Réduction

Sur leur peau, la sueur était léchée par un souffle glacial. 

2000 mètres seulement, mais la tramontane qui harcelait la plaine creusait dans le massif des couloirs d’air gelé.  

Leur petit groupe avançait lentement sur un sentier dessiné par la rigole d’un gave, comme un long doigt que la mer enfonce dans le sable.
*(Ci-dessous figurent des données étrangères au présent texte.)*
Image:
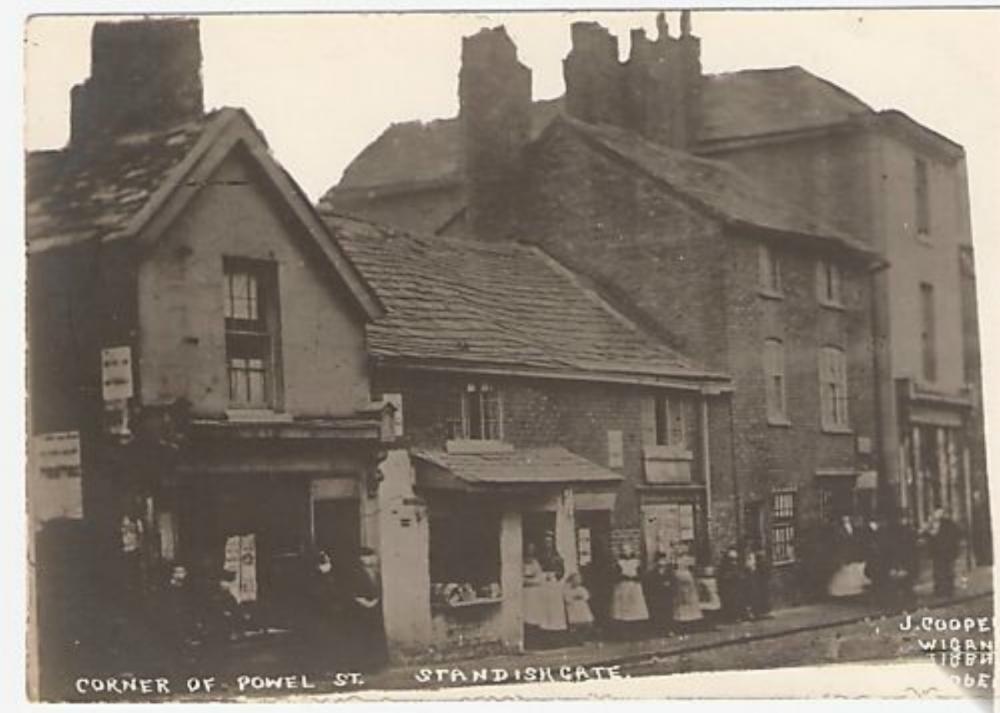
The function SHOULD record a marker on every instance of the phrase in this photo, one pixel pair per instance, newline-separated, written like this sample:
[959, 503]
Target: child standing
[578, 614]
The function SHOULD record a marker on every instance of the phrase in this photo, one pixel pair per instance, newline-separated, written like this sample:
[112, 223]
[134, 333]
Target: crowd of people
[876, 558]
[193, 617]
[673, 596]
[882, 557]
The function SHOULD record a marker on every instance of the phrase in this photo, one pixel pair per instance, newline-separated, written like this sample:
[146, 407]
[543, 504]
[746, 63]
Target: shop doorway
[337, 529]
[535, 525]
[593, 543]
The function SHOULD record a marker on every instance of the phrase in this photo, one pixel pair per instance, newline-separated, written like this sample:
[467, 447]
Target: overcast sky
[322, 87]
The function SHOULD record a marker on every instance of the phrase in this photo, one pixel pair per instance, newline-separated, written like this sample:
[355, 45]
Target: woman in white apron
[628, 603]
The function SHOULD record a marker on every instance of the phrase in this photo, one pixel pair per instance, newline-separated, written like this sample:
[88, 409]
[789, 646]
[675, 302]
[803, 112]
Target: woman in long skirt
[848, 579]
[553, 624]
[628, 604]
[534, 604]
[687, 604]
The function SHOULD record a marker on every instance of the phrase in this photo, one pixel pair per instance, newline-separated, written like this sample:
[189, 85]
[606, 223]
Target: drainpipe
[736, 481]
[881, 492]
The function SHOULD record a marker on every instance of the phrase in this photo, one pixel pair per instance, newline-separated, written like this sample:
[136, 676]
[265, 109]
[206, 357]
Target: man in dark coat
[732, 586]
[658, 588]
[365, 621]
[904, 561]
[944, 540]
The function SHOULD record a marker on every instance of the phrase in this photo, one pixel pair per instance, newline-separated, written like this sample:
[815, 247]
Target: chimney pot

Le souffle raccourci par l’effort, ils avaient les yeux braqués au sol pour empêcher les pierres de rouler sous leurs pas.  

Seules les pointes roses des bleuets trouaient la mousse roussie de froid.  

Chacun, un peu nauséeux, évitait de fixer le haut de la côte qui dansait dans les nuages.  

Un cumulus rieur se dandinait au-dessus de leurs têtes. Mieux valait ne pas se fier à un ciel trop clément : dans ces sommets un orage pouvait en un clin d’œil succéder au soleil matinal.  

Son paysage favori prenait forme au fil de l’excursion : loin des pics incommodes, les champs à pâturages mamelonnaient en silence.  

De quoi y accouder ses rêves.

Ils allaient arriver sur la crête quand son téléphone avait retenti dans l’écho des montagnes.  

C’était l’entreprise funéraire qui lui communiquait le devis demandé pour l’ouverture du tombeau familial.  

Il abritait six cavités, comme les alvéoles d’une ruche turbulente.  

Pour recenser les occupants du lieu, il faudrait percer une travée à partir de l’allée centrale jusqu’aux fondations.  

Trois cents euros serait le prix pour forer un tunnel vers les deux niches du bas.  

Dans les compartiments supérieurs plus faciles d’accès, la moitié de la somme suffirait pour ouvrir un judas.

Mais un problème se posait : si le caveau était complet (bien que les registres, bizarrement, n’en aient pas gardé trace), comment les défunts étaient-ils répartis ? Car à l’époque on ne gravait pas tous les noms sur la plaque des familles 

Elle était ennuyée car il fallait bien choisir celui de l’équipe à réduire en premier. Elle avait été encore plus perplexe quand l’agente funéraire lui avait précisé qu’il n’y avait aucune garantie que la manipulation soit même réalisable : il était très fréquent qu’un corps ne se décompose pas.  

La rumeur courait qu’au moins trente pour cent des cercueils en métal révélaient un locataire intact aux yeux des fossoyeurs.  

Elle s’était interrogée sur les reliques des saints, vénérées comme miracles. 

Le vent l’avait traversée d’une lame glaciale.  

Elle avait frissonné, sans savoir si c’était de froid. 

Elle maugréait contre cette tâche ingrate qui n’aurait pas dû lui incomber, normalement : car sa mère trop craintive s’était abstenue de faire elle-même ce ménage.  

En négligeant de chercher, les gens espéraient sûrement – par vague superstition – ne pas tenter le sort. 

Mais c’était comme foncer dans un mur sans prévoir de freiner. 

En justifiant le devis, la voix lointaine expliquait chaque modalité de l’intervention à venir. C’est à l’aube qu’aurait lieu l’exhumation, avant l’ouverture du cimetière pour ne pas effrayer le public (elle avait salué la délicate intention tout en sachant la nuit blanche assurée). Mieux valait s’en prendre d’abord aux plus anciens en place afin d’augmenter leurs chances d’être biodégradables. 

Puis tous les restes – les cendres mais aussi les ossements en assez bon état pour être remués sans encombre –, seraient rangés dans une housse à glissière que l’on fermerait hermétiquement.  

Chaque étape avait été conçue par l’entreprise pour adoucir l’opération.  

Elle pensait aux Indiens jivaros qui rapetissaient la tête de leurs ennemis prisonniers au combat : mais cette pratique était un moyen vertueux de s’approprier leur courage.  

À côté d’elle, des anémones violettes ployaient leurs tiges grêles sous la courbure du vent.  

Elle s’était excusée de haleter dans le combiné – l’autre au bout du fil devait se demander ce qu’elle fabriquait – mais sous l’effet de la concentration, ses muscles s’étaient raidis et l’air se mettait à manquer. 

C’est au moment où ils arrivaient au sommet qu’elle avait conclu le marché. Au même instant le vent s’était engouffré dans son téléphone portable.  

Comme si la nature réclamait de garder l’avantage. 

Cocasse, que cet appel se soit produit au point culminant du trajet, où elle contemplait d’un seul regard le pic du Cambre d’Ase, comme détachée des liens terrestres, déjà positionnée pour l’ultime randonnée, ayant pris de la hauteur sur toutes les formes d’entrave (elle rendait grâce à ce coup de chance qui, loin de lui faire peur, apprivoisait la cérémonie du départ) alors que de sa montagne elle touchait presque l’éternité qui lui faisait signe à deux pas.